EY's financial risk practice – a 3,500-strong team boasting backgrounds across risk, business, regulatory, technology and data analytics – has kept pace with the trajectory of the operational risk discipline, an achievement that has helped it win Operational Risk's award for consultancy of the year. The consultancy takes an enterprise-wide approach to support firms as they enhance their systems and control frameworks or carry out regulatory remediation programmes, in order to better cover sub-categories of op risk including cyber security, vendor risk, corporate governance, conduct risk, GRC (governance, risk and compliance), and risk culture.
McKinney says that while sub-topics such as cyber risk may have been owned in the past by other areas of the firm, such as IT, chief risk officers are now also sizing them up, alongside the work of their firm's chief information security officers. "There probably isn't a single risk committee not asking questions about cyber right now," he says. "Firms are realising that it's not just the size of the fine or how much money you could lose due to a control failure; it's the reputational damage that can have a significant and lasting impact. And so it's these events that impact the public perception of the institution that are really getting the board's attention."
The breadth and size of EY's team allows it to tackle projects that require multiple skill-sets from different disciplines. "It's something we've worked hard at," says McKinney. "We make sure we look broadly across our skill-sets to ensure we have the right skills, no matter what team our consultants may technically come from. If we approached our clients with our blinders on – that the client is the head of operational risk and this is therefore an operational risk issue – we would not be doing our best for our clients.

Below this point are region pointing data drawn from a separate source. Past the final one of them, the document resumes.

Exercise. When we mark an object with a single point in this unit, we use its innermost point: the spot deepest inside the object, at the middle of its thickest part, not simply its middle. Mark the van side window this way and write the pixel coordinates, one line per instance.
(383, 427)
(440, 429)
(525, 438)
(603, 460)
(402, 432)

We really look at how the problem extends to other risk types and try to make sure we bring the right skills to bear."
The approach extends to setting risk appetite, too, with EY working with clients to assess how their unique operational risk, market risk and credit risk exposures and appetites tie together as part of a consistent and comprehensive risk appetite framework. That means team members dedicated to operational risk management often work closely with those more focused on enterprise risk management, and can cross into both disciplines when called upon. They could also find themselves working alongside the portion of the EY credit risk team predominantly focused on the annual stress tests carried out by the US Federal Reserve – formally known as the Comprehensive Capital Analysis and Review – because of the operational risk element now included in this.
As they work closely with all levels of an organisation, EY consultants are able to keep an eagle-eye on risk management trends as they develop, many of which are occurring in the operational risk space, McKinney says. For instance, while op risk managers have long used scenario analysis and market simulations for capital modelling purposes, managers are realising that more qualitative risk management frameworks can also benefit from the same form of review, and are asking consultants for advice on how they should tackle such an opportunity.
Another new tool can be found in advanced data analytics. The continual flow of real data points stemming from a bank's processes, indicators, metrics and loss data can be used to help clients to unearth trends and patterns in a firm's risk and control self-assessment, for instance, which helps to nurture an enterprise-wide view.
McKinney says that a growing number of firms are also realising they can leverage their operational risk programmes to identify and define processes for regulatory pressure points such as recovery and resolution planning and risk programmes for cyber security or outsourcing services to third parties.
"Operational risk can add value by looking across the firm, front-to-back, to identify hand-off points and dependencies and potential weaknesses," he says. "You're not just simply rolling out a framework any more. You're actually using the framework, the data, to drive risk management decisions."